Vol. 1 No. 2 · 8 November 1979

SIR: It appears from Rosalind Mitchison’s account in your last issue of Patricia James’s new biography of Malthus that one of the book’s strengths is its portrayal of Malthus’s ability to change his mind (LRB, 25 October). We are asked to see the producer of a ‘chilling’ social theory as being prepared to alter his positions with ease, as ‘someone who saw the subject as a field not for certainty but for speculation’. But as Mrs Mitchison also suggests, some of Malthus’s views were put forward as being unalterable, and this aspect of the man is important, as it is the essence of his claims to be a ‘scientist’.

Stressing Malthus’s humanity and open-mindedness can obscure the fact that his theory was not offered as speculation but as law. Malthus certainly appears to have been engaging in many personal ways, and also to have had a vibrant and realistic sense of the power of sexuality in life. This forms a strong contrast to the deliberate sexlessness envisaged in the utopia of William Godwin, one of the writers whose work Malthus sought to contest in his Essay. But the point about the principle of population was not that it was a proposition that might be socially contingent, or one that in some liberal way people might accept or reject as they chose. It was a law of nature. Malthus’s Wrangler training led him to hunt for Newtonian certainty in the field of demographic studies; and the claim that he had uncovered a natural law is the foundation of the original Essay. Later editions develop the argument, but do not alter the basic theory. His life may indeed have been a ‘genuine search for truth’ (whatever that may be): he certainly felt that he had uncovered the true relationship between population and resources. This was non-negotiable.

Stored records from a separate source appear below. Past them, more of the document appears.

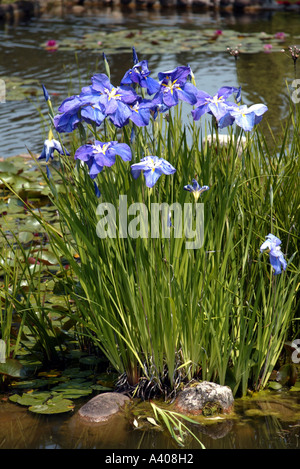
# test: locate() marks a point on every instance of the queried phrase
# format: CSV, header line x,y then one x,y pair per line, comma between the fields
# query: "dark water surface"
x,y
23,57
270,421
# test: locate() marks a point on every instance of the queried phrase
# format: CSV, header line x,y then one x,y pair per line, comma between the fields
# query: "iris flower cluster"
x,y
127,103
277,260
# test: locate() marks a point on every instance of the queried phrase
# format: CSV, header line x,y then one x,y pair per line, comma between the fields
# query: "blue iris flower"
x,y
139,75
46,94
70,117
174,86
277,259
216,105
244,116
152,167
114,101
196,189
50,145
102,154
141,112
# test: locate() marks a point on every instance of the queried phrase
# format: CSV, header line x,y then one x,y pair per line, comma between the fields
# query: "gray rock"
x,y
101,407
205,398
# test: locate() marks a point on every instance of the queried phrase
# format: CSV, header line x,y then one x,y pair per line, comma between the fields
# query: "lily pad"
x,y
30,398
160,41
13,368
56,405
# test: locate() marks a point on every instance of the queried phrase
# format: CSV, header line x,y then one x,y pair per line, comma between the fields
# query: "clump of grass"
x,y
163,314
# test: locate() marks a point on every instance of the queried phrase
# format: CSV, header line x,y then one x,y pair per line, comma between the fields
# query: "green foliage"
x,y
163,314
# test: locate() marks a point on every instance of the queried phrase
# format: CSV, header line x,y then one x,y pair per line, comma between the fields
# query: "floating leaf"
x,y
53,406
13,368
2,351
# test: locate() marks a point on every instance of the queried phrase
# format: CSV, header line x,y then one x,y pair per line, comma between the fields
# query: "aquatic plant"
x,y
194,300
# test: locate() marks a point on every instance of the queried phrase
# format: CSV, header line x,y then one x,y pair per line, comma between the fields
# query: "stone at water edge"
x,y
194,398
101,407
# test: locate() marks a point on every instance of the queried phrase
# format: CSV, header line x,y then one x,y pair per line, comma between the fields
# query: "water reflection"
x,y
262,76
269,421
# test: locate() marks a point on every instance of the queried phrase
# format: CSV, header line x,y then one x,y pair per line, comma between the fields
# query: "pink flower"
x,y
267,48
51,45
280,36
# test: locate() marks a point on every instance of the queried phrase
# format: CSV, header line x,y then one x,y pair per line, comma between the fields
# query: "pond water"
x,y
25,63
268,421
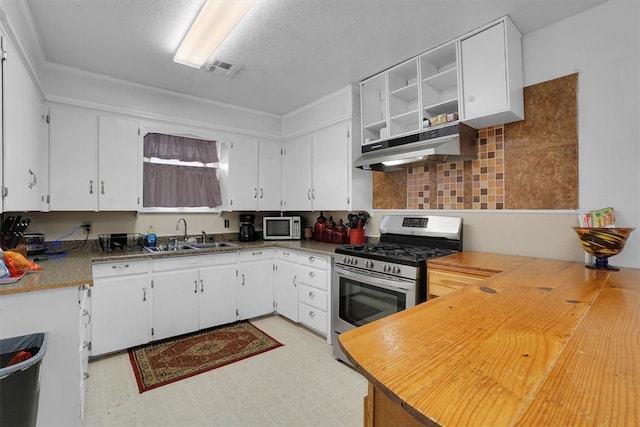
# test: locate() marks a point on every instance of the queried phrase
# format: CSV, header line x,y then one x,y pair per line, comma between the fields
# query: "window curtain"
x,y
176,185
179,148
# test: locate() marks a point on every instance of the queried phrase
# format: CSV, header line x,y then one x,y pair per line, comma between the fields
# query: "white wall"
x,y
602,45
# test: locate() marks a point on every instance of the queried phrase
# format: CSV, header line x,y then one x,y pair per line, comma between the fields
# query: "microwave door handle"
x,y
377,281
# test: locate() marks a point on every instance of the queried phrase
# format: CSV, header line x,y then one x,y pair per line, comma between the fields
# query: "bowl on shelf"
x,y
603,243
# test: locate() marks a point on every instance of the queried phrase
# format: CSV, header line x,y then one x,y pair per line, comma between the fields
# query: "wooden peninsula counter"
x,y
540,342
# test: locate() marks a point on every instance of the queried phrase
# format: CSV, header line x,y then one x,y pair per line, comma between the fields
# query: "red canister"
x,y
318,227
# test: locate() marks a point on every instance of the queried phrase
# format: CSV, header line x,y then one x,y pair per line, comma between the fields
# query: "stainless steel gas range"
x,y
371,281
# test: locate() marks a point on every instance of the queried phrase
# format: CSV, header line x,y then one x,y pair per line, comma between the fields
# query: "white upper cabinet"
x,y
254,175
317,171
94,162
118,164
73,160
296,174
492,76
25,168
476,79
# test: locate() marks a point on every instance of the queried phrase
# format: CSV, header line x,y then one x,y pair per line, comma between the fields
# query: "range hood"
x,y
445,144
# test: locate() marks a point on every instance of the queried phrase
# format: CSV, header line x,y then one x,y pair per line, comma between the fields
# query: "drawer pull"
x,y
85,312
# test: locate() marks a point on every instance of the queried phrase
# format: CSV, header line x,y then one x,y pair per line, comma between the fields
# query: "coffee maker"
x,y
247,232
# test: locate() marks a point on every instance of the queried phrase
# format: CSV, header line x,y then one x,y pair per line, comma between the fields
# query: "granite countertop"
x,y
74,269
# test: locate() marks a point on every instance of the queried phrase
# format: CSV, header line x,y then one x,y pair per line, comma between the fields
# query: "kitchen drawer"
x,y
313,297
287,255
313,318
122,268
314,277
255,255
312,260
190,262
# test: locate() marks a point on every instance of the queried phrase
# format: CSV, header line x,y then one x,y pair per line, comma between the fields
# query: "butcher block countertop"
x,y
74,268
541,342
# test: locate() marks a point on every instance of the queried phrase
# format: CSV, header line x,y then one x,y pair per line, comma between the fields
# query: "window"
x,y
180,172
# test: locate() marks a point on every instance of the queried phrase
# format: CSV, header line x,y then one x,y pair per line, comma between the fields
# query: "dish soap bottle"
x,y
150,238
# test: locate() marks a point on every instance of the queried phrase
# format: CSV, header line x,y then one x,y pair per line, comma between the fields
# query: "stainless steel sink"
x,y
186,246
213,245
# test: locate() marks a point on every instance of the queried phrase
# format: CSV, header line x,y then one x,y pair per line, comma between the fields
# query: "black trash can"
x,y
20,359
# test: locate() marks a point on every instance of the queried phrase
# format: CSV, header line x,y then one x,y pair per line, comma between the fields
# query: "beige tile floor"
x,y
299,384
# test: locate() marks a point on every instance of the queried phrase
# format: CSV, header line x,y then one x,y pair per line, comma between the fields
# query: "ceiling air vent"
x,y
222,68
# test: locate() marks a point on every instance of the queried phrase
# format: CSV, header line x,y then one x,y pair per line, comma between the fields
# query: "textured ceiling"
x,y
292,51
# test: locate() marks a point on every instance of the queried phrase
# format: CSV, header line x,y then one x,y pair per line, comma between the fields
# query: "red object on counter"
x,y
318,227
327,233
340,234
356,236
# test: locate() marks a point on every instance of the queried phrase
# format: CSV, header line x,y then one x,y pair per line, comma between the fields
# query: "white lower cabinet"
x,y
255,283
286,283
218,291
314,277
84,332
120,310
175,296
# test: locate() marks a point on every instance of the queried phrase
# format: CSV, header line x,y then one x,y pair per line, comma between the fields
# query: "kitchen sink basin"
x,y
213,245
185,246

Mrs Mitchison further clouds the issue by overstressing ‘the determination of later Malthusians such as Thomas Chalmers to praise God for this imbalance in provision’. Malthus was not as morally harsh as Chalmers and may not have gone as far as him in the praising: but his Essay undoubtedly argues for the providential designedness of the awsome formula that he uncovered. As Mrs Mitchison hints but does not bring out clearly enough, it is precisely this powerful juncture of the (purportedly) providential and the scientific that makes the Essay so gloomy. The essence of Malthus’s achievement rests on the claim to certainty, not speculation. He may have been a good companion but he was the author of a theory that undermined companionship.